Essener SPD und Flüchtlinge: Angst vor Gettoisierung

Der arme Norden der Stadt Essen soll die meisten Flüchtlinge aufnehmen. Das passt den Genossen dort nicht. Am Samstag ist Parteitag.

Häuser in einer Innenstadt

Mehrere SPD-Ortsvereine hatten zu einem Protestmarsch aufgerufen Foto: dpa

ESSEN taz | Der Karnaper Markt ist menschenleer. Der zentrale Platz im Essener Norden wirkt trostlos am Freitagabend: eine Sparkasse, zwei Supermärkte, ein Blumengeschäft. „Früher mussten wir zum Einkaufen sogar in die Innenstadt fahren“, erzählt der 45-jährige Stephan Duda, seit zwei Jahren Vorsitzender des ansässigen SPD-Ortsvereins und gerade wieder im Amt bestätigt.
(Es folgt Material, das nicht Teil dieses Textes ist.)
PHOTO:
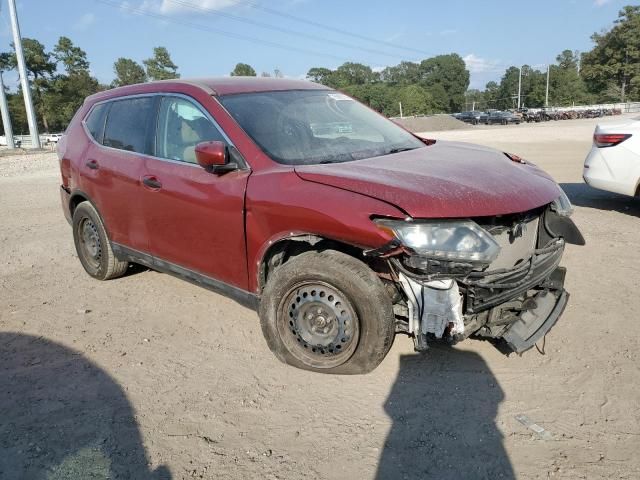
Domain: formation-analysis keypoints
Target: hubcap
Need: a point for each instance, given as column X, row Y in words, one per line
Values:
column 322, row 328
column 90, row 246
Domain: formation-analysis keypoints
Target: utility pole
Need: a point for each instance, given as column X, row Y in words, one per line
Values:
column 546, row 96
column 24, row 79
column 6, row 119
column 519, row 87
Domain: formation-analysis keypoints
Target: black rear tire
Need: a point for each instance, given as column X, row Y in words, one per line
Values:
column 93, row 246
column 333, row 287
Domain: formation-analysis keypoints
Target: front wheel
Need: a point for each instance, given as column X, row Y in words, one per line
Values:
column 327, row 312
column 92, row 244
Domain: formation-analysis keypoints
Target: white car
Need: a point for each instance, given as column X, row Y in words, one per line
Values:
column 613, row 164
column 52, row 137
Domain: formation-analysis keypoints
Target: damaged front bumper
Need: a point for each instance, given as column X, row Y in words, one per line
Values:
column 517, row 304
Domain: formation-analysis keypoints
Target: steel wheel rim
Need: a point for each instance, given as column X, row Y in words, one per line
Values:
column 318, row 324
column 89, row 243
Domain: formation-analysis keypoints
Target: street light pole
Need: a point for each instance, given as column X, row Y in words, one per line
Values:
column 519, row 87
column 546, row 96
column 24, row 79
column 6, row 119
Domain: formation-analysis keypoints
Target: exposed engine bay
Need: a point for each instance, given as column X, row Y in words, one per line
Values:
column 517, row 296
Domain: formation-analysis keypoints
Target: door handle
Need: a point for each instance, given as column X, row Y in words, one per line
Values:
column 93, row 164
column 152, row 182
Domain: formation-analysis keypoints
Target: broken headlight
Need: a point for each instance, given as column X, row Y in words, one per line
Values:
column 562, row 205
column 454, row 240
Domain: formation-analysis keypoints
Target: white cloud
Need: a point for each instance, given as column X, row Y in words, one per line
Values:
column 477, row 64
column 174, row 7
column 170, row 7
column 85, row 21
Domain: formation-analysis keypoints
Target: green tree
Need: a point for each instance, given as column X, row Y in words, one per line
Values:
column 65, row 95
column 378, row 96
column 128, row 72
column 73, row 59
column 614, row 62
column 320, row 75
column 491, row 95
column 415, row 100
column 405, row 73
column 40, row 68
column 243, row 70
column 160, row 66
column 566, row 87
column 449, row 71
column 351, row 73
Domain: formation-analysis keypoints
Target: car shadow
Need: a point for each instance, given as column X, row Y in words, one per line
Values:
column 63, row 417
column 443, row 407
column 583, row 195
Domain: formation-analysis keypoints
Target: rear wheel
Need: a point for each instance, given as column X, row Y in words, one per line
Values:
column 327, row 312
column 92, row 244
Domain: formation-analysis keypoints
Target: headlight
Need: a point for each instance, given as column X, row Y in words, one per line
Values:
column 461, row 240
column 562, row 205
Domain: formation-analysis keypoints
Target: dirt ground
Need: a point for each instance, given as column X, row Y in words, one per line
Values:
column 148, row 376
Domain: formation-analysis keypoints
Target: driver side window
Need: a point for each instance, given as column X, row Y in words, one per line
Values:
column 181, row 126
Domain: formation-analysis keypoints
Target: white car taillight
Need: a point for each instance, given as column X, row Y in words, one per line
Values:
column 602, row 140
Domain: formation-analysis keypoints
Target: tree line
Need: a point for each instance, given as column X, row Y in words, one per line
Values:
column 609, row 72
column 60, row 80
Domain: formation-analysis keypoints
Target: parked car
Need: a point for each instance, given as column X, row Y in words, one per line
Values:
column 474, row 118
column 502, row 118
column 17, row 142
column 340, row 235
column 613, row 164
column 51, row 137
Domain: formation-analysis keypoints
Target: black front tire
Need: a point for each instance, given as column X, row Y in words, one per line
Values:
column 323, row 280
column 93, row 246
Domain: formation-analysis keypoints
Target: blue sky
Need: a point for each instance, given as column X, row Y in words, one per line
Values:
column 490, row 35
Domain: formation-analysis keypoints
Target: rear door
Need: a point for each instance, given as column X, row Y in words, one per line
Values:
column 195, row 218
column 113, row 169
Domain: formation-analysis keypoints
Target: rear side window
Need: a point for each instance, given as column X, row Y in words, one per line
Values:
column 130, row 124
column 95, row 121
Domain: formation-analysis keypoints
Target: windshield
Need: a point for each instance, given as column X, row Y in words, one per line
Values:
column 302, row 127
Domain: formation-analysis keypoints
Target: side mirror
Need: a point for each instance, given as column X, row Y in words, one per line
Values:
column 213, row 157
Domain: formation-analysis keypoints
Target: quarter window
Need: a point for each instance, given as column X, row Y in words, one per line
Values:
column 130, row 123
column 95, row 121
column 181, row 126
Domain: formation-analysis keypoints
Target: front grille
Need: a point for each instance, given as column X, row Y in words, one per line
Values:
column 517, row 242
column 493, row 287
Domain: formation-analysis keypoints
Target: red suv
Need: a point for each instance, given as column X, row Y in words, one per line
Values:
column 338, row 226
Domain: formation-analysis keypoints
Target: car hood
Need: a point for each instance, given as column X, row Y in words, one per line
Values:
column 444, row 180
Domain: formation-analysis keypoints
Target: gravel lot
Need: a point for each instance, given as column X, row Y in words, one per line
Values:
column 151, row 377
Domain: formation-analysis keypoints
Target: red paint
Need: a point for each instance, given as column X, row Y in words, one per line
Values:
column 222, row 225
column 443, row 180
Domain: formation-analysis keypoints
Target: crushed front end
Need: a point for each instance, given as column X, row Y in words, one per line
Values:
column 493, row 277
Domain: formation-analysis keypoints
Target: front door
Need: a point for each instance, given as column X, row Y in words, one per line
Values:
column 195, row 218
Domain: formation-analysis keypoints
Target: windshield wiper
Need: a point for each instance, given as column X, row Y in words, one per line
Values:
column 400, row 149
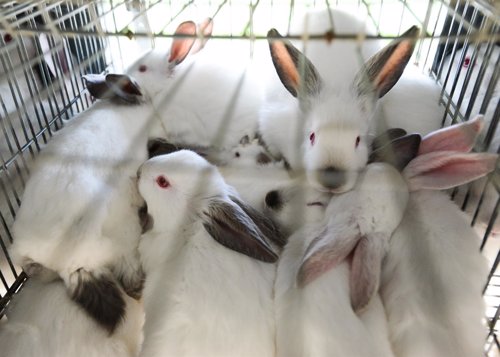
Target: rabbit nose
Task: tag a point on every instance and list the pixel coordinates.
(331, 177)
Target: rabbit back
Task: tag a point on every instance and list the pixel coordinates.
(43, 321)
(432, 280)
(201, 278)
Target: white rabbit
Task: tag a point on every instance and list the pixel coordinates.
(248, 167)
(78, 215)
(44, 322)
(319, 319)
(202, 297)
(213, 104)
(325, 128)
(433, 274)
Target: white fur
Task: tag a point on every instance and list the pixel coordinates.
(286, 127)
(252, 179)
(214, 103)
(80, 205)
(412, 104)
(201, 299)
(43, 321)
(432, 281)
(318, 320)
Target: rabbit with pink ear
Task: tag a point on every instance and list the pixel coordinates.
(207, 258)
(325, 129)
(323, 317)
(214, 103)
(432, 272)
(43, 321)
(78, 215)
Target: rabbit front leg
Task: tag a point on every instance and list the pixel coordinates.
(362, 222)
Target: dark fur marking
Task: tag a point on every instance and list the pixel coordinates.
(228, 224)
(101, 298)
(267, 226)
(399, 152)
(386, 137)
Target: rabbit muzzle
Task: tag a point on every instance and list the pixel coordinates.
(333, 179)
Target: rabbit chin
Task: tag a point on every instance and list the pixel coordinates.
(314, 181)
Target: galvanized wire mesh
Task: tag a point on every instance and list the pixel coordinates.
(46, 47)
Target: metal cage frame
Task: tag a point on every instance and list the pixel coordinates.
(46, 47)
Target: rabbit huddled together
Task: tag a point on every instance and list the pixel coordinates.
(258, 222)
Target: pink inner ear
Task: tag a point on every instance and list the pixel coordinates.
(286, 64)
(458, 137)
(366, 269)
(445, 169)
(181, 46)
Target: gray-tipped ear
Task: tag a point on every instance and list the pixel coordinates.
(100, 296)
(386, 137)
(325, 252)
(365, 270)
(398, 152)
(296, 72)
(266, 225)
(119, 87)
(381, 72)
(229, 225)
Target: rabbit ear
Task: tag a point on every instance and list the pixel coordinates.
(458, 137)
(113, 86)
(266, 225)
(398, 152)
(386, 137)
(182, 45)
(99, 295)
(229, 225)
(365, 270)
(204, 32)
(381, 72)
(446, 169)
(296, 72)
(325, 252)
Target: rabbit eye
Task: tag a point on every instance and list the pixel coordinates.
(312, 138)
(162, 182)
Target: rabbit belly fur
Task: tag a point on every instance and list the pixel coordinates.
(44, 322)
(432, 280)
(81, 186)
(318, 320)
(205, 300)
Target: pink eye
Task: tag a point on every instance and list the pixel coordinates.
(312, 138)
(162, 182)
(466, 62)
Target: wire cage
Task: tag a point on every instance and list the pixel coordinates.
(47, 46)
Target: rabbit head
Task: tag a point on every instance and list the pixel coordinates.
(182, 188)
(336, 120)
(152, 70)
(177, 185)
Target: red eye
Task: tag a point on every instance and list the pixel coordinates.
(162, 182)
(312, 138)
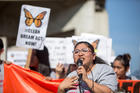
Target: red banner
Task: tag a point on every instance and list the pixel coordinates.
(129, 86)
(21, 80)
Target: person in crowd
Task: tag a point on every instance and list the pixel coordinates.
(121, 66)
(91, 77)
(40, 61)
(1, 51)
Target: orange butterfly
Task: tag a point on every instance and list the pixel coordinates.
(37, 20)
(95, 43)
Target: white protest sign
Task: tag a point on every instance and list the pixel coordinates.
(57, 50)
(17, 57)
(32, 27)
(1, 77)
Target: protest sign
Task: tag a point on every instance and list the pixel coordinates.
(32, 27)
(57, 50)
(17, 57)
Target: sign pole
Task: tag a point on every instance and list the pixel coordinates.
(28, 58)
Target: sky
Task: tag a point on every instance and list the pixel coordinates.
(124, 29)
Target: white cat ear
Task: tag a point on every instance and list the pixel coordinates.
(74, 42)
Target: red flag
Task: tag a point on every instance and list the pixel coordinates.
(21, 80)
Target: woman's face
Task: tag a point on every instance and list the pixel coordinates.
(119, 69)
(84, 53)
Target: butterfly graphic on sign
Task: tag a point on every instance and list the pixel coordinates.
(37, 20)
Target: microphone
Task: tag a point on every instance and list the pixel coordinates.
(79, 63)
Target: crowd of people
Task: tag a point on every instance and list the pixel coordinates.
(93, 76)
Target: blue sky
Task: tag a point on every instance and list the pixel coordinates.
(124, 28)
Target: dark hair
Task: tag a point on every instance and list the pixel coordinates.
(1, 44)
(97, 60)
(124, 59)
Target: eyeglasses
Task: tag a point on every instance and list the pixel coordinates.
(84, 50)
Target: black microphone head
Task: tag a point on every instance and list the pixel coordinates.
(79, 62)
Weil das einzige Café schon geschlossen hat, kommen er und SPD-Ratsherr Guido Reil zum Interview in die Supermarktbäckerei. Die beiden Männer trugen wesentlich dazu bei, dass die Essener Sozialdemokraten seit Monaten überregional für Schlagzeilen sorgen.
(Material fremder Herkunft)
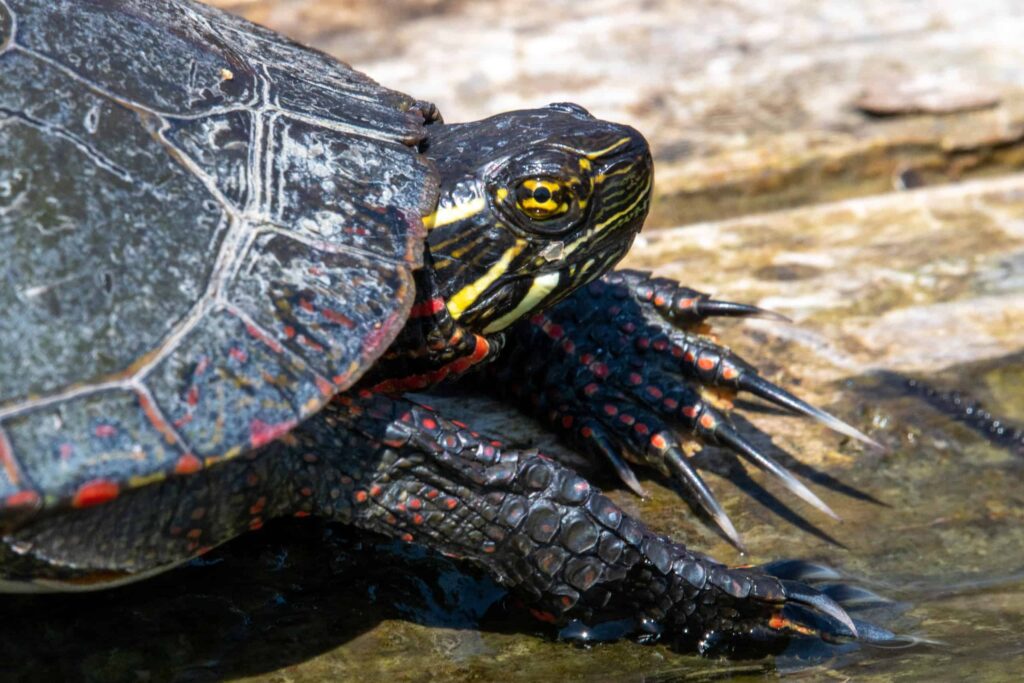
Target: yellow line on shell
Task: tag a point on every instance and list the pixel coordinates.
(458, 304)
(538, 291)
(450, 214)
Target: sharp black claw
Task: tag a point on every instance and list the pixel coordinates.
(761, 387)
(800, 570)
(801, 594)
(854, 597)
(684, 471)
(711, 307)
(626, 473)
(728, 436)
(622, 468)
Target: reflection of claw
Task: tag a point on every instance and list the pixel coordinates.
(679, 465)
(820, 605)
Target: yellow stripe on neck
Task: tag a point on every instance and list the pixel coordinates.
(465, 298)
(450, 214)
(542, 287)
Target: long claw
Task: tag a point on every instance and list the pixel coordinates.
(677, 463)
(731, 438)
(709, 307)
(762, 388)
(625, 472)
(800, 570)
(802, 594)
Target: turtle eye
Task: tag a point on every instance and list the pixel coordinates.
(542, 199)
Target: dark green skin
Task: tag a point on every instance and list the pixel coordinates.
(201, 263)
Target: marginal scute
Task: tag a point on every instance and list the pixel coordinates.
(109, 435)
(230, 228)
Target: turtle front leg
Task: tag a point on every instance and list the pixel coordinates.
(400, 469)
(625, 369)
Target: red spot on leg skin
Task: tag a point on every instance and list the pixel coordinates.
(93, 493)
(261, 433)
(187, 464)
(543, 615)
(23, 499)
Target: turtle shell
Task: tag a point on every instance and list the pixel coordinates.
(207, 231)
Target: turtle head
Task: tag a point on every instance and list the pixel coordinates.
(532, 205)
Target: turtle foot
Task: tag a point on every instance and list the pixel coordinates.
(628, 372)
(578, 560)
Reil eckte zu Jahresanfang mit integrationskritischen Aussagen an. Daraufhin riefen Duda und zwei weitere SPD-Ortsvereine zum Protest gegen neue Flüchtlingsunterkünfte auf. Ihr Slogan: „Genug ist genug – Der Norden ist voll.“ So etwas hätte man bislang eher der AfD zugetraut. Die Demo wurde schließlich abgesagt, weil die Landesparteispitze Druck machte. Ministerpräsidentin Hannelore Kraft (SPD) verurteilte die Aktion entschieden und schickte Generalsekretär André Stinka, um die Essener Genossen zur Räson zu bringen.

„Das war sehr provokant, da bin ich über die Grenze geschossen“, räumt Stephan Duda rückblickend ein. In der rechten Ecke – nein, dort wolle er dann doch nicht stehen. Aber er hätte sich gewünscht, dass die Parteispitze mit ihm mal über die Beweggründe gesprochen hätte, anstatt nur Rüffel zu verteilen. Der Protest sei im Kern berechtigt.

Nord-Süd-Grenze

Worauf Duda hinaus will: Sechs von insgesamt sieben Großunterkünften für Flüchtlinge hatte der Rat der Stadt Essen im Norden geplant. Der Norden gilt als Brennpunkt: Die Arbeitslosenquote ist mehr als doppelt so hoch wie im Landesdurchschnitt, 40 Prozent der Einwohner haben einen Migrationshintergrund. Die Angst vor weiterer Gettoisierung treibt die Menschen um. Im Stadtteil Altenessen etwa beherrschen seit Jahren libanesische Familienclans die Straße. Die Polizei versucht vergeblich, die Lage in den Griff zu bekommen. Der „arme“ Norden wirkt abgehängt. Wie ein Grenzstreifen teilt die A40 ihn vom „reichen“ Süden ab.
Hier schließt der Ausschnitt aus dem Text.